Where was the variant first discovered?

Now a variant of interest, it was first identified in Colombia in January 2021, and since then, there have been “sporadic reports” of cases and some larger outbreaks in South America and Europe, the UN health agency said in its weekly bulletin on Tuesday.

As of August 29, over 4,500 sequences (3,794 B.1.621 sequences and 856 B.1.621.1 sequences), genome sequences, analysed samples of the virus taken from patients, have been designated as Mu in the past four weeks. Most of these have been reported in the US (2,065) and Colombia (852), Mexico (357) and Spain (473).

Cases have also been reported in Europe, UK and Hong Kong.

Why was it added to the WHO’s watchlist?

The new variant was added to the WHO’s watchlist on August 30 after it was detected in 39 countries and found to possess a “constellation of mutations that indicate potential properties of immune escape”, the world health body said.

Although the global prevalence of the Mu variant among sequenced COVID-19 cases is currently below 0.1%, its prevalence in Colombia (39%) and Ecuador (13%) has consistently increased, it said.

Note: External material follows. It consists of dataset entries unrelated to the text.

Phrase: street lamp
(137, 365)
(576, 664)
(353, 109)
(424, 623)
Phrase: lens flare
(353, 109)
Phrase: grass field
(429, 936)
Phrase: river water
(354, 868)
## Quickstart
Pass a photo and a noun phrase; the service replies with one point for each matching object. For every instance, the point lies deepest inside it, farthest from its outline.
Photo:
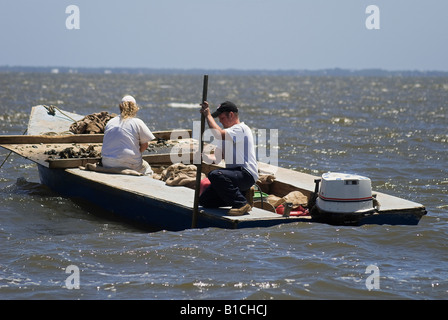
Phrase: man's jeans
(226, 188)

The fifth variant of interest to be monitored by WHO since March, B.1.621 has a number of mutations that suggest it could be more resistant to vaccines, the WHO warned, but said that further research would be needed to confirm this. “More studies are required to understand the phenotypic and clinical characteristics of this variant,” the world health body said.

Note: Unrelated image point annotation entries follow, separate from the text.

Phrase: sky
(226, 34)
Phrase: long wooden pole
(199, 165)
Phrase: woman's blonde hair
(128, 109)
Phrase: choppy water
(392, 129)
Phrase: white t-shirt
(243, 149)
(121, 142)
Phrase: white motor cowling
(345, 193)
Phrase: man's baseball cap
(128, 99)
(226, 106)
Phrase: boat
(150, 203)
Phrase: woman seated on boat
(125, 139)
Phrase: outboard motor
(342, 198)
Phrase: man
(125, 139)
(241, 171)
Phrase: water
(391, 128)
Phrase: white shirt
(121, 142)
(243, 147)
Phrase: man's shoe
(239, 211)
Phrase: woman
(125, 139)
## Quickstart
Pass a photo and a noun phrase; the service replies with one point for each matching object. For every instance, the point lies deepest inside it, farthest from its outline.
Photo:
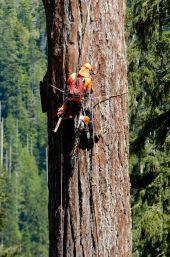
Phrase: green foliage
(148, 39)
(23, 214)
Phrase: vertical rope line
(61, 202)
(95, 161)
(77, 202)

Preliminary data shows it may evade immune defences in a way similar to the Beta variant first discovered in South Africa, the UN agency said, adding that this needs to be confirmed by further work.

Mu variant at least as resistant as Beta to vaccine:

A risk assessment of the Mu variant released by Public Health England (PHE) in August suggested that the variant is at least as resistant as the Beta variant to immunity arising from vaccination.

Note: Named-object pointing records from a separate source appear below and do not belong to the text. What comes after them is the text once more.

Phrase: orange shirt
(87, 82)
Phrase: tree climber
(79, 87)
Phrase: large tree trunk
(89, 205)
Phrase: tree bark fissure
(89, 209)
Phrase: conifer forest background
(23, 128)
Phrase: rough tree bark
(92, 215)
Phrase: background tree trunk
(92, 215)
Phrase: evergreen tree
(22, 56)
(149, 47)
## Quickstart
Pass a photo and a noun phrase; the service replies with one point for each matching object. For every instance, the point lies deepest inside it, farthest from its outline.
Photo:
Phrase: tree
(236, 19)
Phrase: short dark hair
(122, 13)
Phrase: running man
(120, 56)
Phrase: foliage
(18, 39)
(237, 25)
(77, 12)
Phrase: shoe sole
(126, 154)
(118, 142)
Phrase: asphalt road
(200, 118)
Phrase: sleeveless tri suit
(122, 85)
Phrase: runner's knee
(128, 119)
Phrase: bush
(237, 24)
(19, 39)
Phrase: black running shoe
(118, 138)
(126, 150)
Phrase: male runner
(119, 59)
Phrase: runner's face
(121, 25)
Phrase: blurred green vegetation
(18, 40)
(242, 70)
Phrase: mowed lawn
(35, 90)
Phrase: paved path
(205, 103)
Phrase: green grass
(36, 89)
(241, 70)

A WHO report added that preliminary data suggests Mu may be able to evade antibodies generated from both prior infection and coronavirus vaccines at levels “similar to that seen for the Beta variant”, though this finding needs to be confirmed in further studies.

Another coronavirus variant C.1.2 detected

Meanwhile, South African scientists are closely monitoring the potential variant of interest, C.1.2, which was first detected in the country in May this year. C.1.2 has since been found in China, the Democratic Republic of the Congo, Mauritius, England, New Zealand, Portugal and Switzerland as of August 13, they said.

However, C.1.2, is not yet a variant to follow, nor a variant of concern, according to the classification of the World Health Organisation.

The WHO has classified four variants of concern – Alpha, Beta, Delta and Gamma – along with five variants of interest, including Mu.